In the newspaper was an advertisement for the pigs she was raising at home. To her surprise, she could read the ad without her glasses.

Kronstal started going to every reflexology seminar she could find, whether it be in Moose Jaw, Saskatoon or Regina.

Two years later, she passed an exam and was certified as a practising reflexologist.

She purchased a large massage table at an auction, and Joe found an old recliner at the dump, which Kronstal reupholstered so people could sit in it while she worked on their feet.

People came to the farm from far around for treatment. Kronstal still performs the occasional treatment at the senior's home.

In 1994, after 44 years of marriage, Kronstal and Joe separated. With her children all grown up and starting families of their own, Kronstal decided it was time to leave Saskatchewan.

She turned north to Yellowknife where her son Joe Jr. was living with his family, including wife Sharon, daughters Alana and Karen and son Gregory. Kronstal has 10 grandchildren altogether, plus one great-grandchild.

Wanting some privacy and wishing to live around older people, Kronstal didn't stay her at son's home for long. Within the year, Kronstal acquired an apartment at Mary Murphy's, where she has been ever since.

She is happy to have her own stove, cupboards and fridge.

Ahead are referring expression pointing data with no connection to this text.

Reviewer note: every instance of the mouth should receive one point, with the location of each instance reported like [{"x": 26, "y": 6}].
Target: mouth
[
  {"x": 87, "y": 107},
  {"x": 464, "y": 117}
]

"I have my own bathroom," said Kronstal.

"People don't realize how important a bathroom is."

Behind her apartment, Kronstal grew a garden lush with cabbage, broccoli, carrots, potatoes, lettuce, parsnip and turnips.

In 2004, the city handed her the Seniors in Bloom award for best garden.

She doesn't know if she will plant a garden this year. She recently underwent hip surgery which didn't turn out very well.

Last year, she suffered a scary fall.

"I was carrying two ice cream pails of carrots, and as I was walking on the sidewalk I couldn't lift my legs," said Kronstal.

"I thought, I better go on the grass in case I fall down, and sure enough I did fall."

Kronstal says she enjoys Yellowknife, her shopping trips with her son Joe, and especially her weekly visits to the Baker Centre to meet with other seniors.

After 13 years at Mary Murphy's she would like to stay but she feels pressure to move to Aven Centre where there is more care but less independence.

"I have no complaints at all," said Kronstal. "I like it here. They want me to move to Aven Court. They say, 'you've given so much to other people, it's time to get some back.' So far, I don't need much care."